Not Drowning but Waving…

Filed under: Office 2010, sharepoint 2010, windows 7, Work — Tags: , , — thebestbrew @ 2:05 pm

With the recent release of the 2010 Information Worker VM the grand old Virtual PC needs to be superseded (for me) by the colossus of virtualisation that is Hyper-V. I run a (fairly quick) laptop with the elegant Windows 7 and the ever-boisterous Office 2010 beta (including Project and Visio). What would be my route ahead? Naturally it would be Windows Server 2008 R2 X64 [Rim-shot sound and supportive polite applause from other Villagers].

After an abortive attempt to setup a ‘boot from VHD’ configuration (my fail – it clearly works fine for others) I decided that introducing a well-behaved neighbour of an operating system to share some silicon in an old fashioned dual-boot setup  would fall into the ‘suits you sir’ category. After a brief Google, this seemed to be 1. Possible 2. Do-able 3. and most importantly, do-able by me. But How? Could it be as simple as run Setup.exe and DON’T USE C:/WINDOWS?

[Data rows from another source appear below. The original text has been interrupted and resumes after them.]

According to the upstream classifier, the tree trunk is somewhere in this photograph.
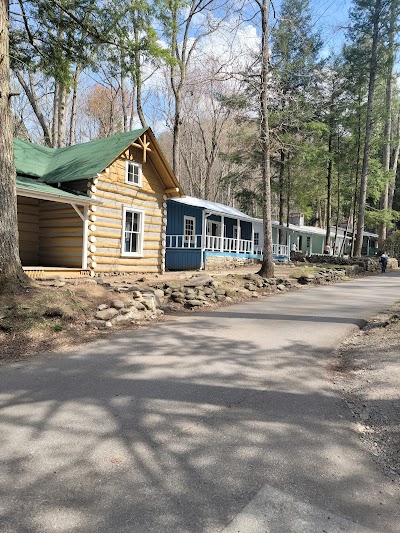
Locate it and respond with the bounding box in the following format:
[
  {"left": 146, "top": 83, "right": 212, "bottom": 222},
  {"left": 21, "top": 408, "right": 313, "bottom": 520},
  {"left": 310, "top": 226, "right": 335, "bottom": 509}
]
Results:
[
  {"left": 388, "top": 110, "right": 400, "bottom": 209},
  {"left": 378, "top": 1, "right": 397, "bottom": 250},
  {"left": 14, "top": 70, "right": 53, "bottom": 146},
  {"left": 69, "top": 65, "right": 82, "bottom": 146},
  {"left": 333, "top": 133, "right": 340, "bottom": 255},
  {"left": 354, "top": 0, "right": 382, "bottom": 257},
  {"left": 325, "top": 132, "right": 333, "bottom": 244},
  {"left": 278, "top": 149, "right": 285, "bottom": 244},
  {"left": 51, "top": 81, "right": 60, "bottom": 148},
  {"left": 57, "top": 85, "right": 69, "bottom": 148},
  {"left": 0, "top": 0, "right": 28, "bottom": 294},
  {"left": 258, "top": 0, "right": 274, "bottom": 278}
]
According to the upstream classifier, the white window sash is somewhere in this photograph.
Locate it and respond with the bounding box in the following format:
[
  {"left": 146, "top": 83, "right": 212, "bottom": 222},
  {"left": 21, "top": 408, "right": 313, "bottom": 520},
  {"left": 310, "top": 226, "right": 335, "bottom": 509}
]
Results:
[
  {"left": 125, "top": 161, "right": 142, "bottom": 187},
  {"left": 121, "top": 206, "right": 144, "bottom": 257}
]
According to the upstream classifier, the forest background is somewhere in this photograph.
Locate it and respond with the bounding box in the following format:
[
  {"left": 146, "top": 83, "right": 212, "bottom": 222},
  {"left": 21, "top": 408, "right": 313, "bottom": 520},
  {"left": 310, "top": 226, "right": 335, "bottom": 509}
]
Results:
[{"left": 6, "top": 0, "right": 400, "bottom": 255}]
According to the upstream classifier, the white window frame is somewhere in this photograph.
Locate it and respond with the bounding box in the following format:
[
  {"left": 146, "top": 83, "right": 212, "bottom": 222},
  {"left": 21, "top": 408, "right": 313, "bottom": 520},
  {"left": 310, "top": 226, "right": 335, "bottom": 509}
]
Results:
[
  {"left": 121, "top": 206, "right": 144, "bottom": 257},
  {"left": 207, "top": 220, "right": 222, "bottom": 237},
  {"left": 183, "top": 215, "right": 196, "bottom": 243},
  {"left": 125, "top": 160, "right": 142, "bottom": 187}
]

Fortunately, my laptop has a small partition which I can hijack for the purpose (but I can’t tell you what it is ‘cause you’ll laugh). The question was how much space would be required – baby lemur or sasquatch footprint – Core is not really an option for me despite the amount of command-let and scripting support on the web – nowadays I need an interface which supports me like a virtual Zimmer-frame.

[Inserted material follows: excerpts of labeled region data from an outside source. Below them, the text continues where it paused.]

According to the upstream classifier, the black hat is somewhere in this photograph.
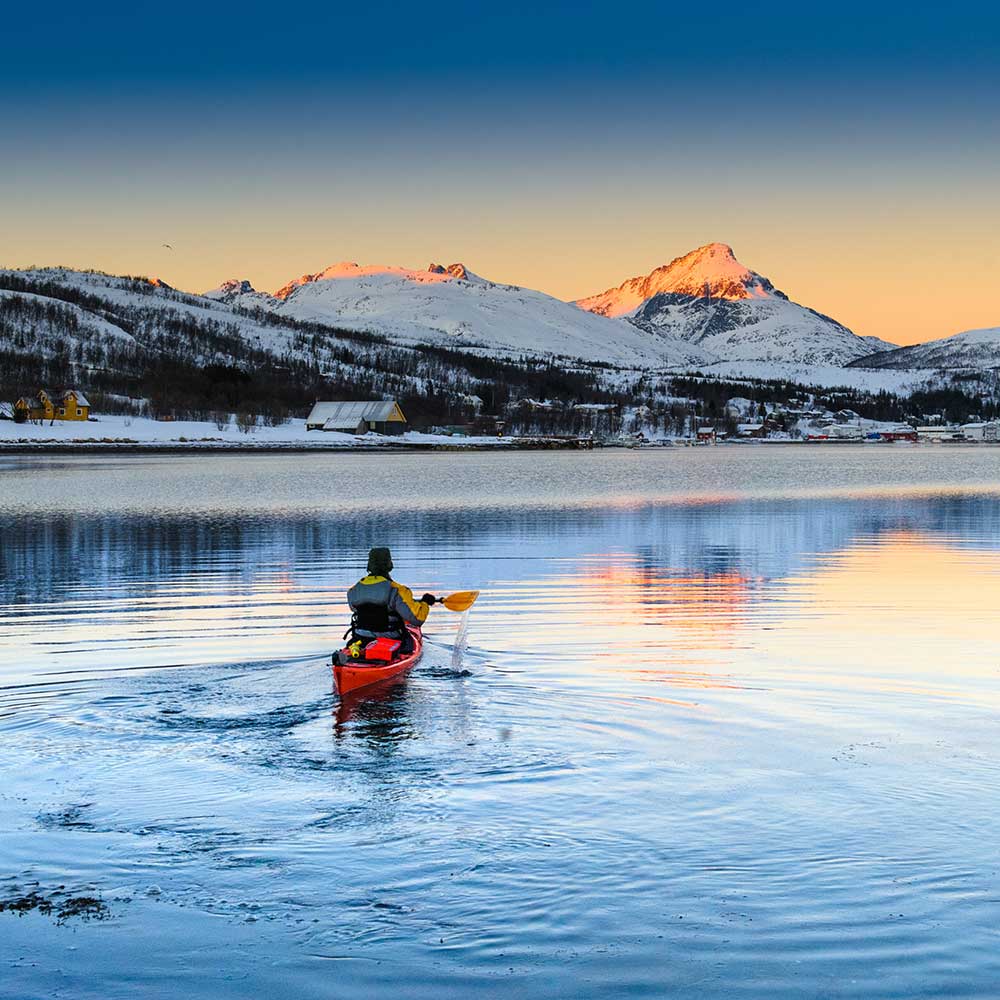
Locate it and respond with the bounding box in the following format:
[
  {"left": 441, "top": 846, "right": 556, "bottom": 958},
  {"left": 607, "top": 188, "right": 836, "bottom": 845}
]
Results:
[{"left": 368, "top": 548, "right": 392, "bottom": 576}]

A blog entry (which I can’t find again) mentioned a 6Gb installation so I decided to crash ahead confident of success!!

The Outcome??

1.2008 R2 Standard edition has nestled snugly into a 6.5Gb corner of my available extra partition. 2. I now have an (automatically generated) dual boot menu offering me a choice of 2 of Microsoft’s best. 3. Said instance of Win 2008 R2 with the Hyper-V role occupies only around 630Mb of RAM and 4. All do-able by me so far.

Simples!

The next step is to assemble the VM’s from the down-loaded RAR’s and check that they play nice in my modest sandbox.